No. Anzi: i dubbi crescono paragrafo dopo paragrafo, quando alle precise compiaciute descrizioni delle preferenze sessuali del nostro si succedono le riflessioni sulla sua gioiosa sessualità violata – H si paragona alle donne stuprate – dal regista olandese che prima l’ha ripreso mentre faceva sesso a Parigi con una ragazza, poi ha diffuso quelle immagini avvalendosi di una clausola “retroattiva“ di un contratto che ha fatto firmare ad H in Olanda. Ad Amsterdam, perché il regista che ha rovinato lo scrittore 67enne – e che sarebbe passato inosservato ai più se H non gli avesse dedicato questo libro – è appunto dei Paesi Bassi, tale Stefan Ruitenbeek, capo del collettivo di (porno?)artisti Kirac, già autore di un’operazione simile ai danni di un intellettuale di estrema destra olandese, Sid Lukkassen.
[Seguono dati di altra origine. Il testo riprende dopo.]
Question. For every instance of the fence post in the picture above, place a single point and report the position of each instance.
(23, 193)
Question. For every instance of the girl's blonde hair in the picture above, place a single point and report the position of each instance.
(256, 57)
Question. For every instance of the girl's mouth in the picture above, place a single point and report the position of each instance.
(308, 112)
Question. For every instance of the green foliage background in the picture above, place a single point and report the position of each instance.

Nel libro il cognome Ruitenbeek è citato solo una volta: poi lui e le sue donne sono chiamati sempre lo Scarafaggio, la Troia, l’Oca, la Vipera. "La sessualità era stata la gioia più grande della mia vita", scrive H, "era atroce per me pensare che l’unica traccia" che ne sarebbe rimasta "sarebbe stata un coito mediocre con una troia inerte, filmato da uno scarafaggio degenere, il tutto sicuramente di una bruttezza assoluta. Mi meritavo di meglio; chiunque si merita di meglio".

Già. Anche il lettore più affezionato a Hoellebecq si merita di meglio, meglio pure delle pagine sull’amicizia con Depardieu che chiudono il diario. Vien da chiedersi perché invece che tra le braccia di Gérard, H non sia tornato a cercare conforto tra quelle del suo amato Schopenhauer: erano altri anni, altri libretti. Quando H scriveva: "nessun poeta degno di tale nome ha mai avuto la stupidità di credere che l’intensità dei propri desideri possa essere in relazione con quella della propria opera: equivarrebbe a confondere l’essenziale e l’accessorio".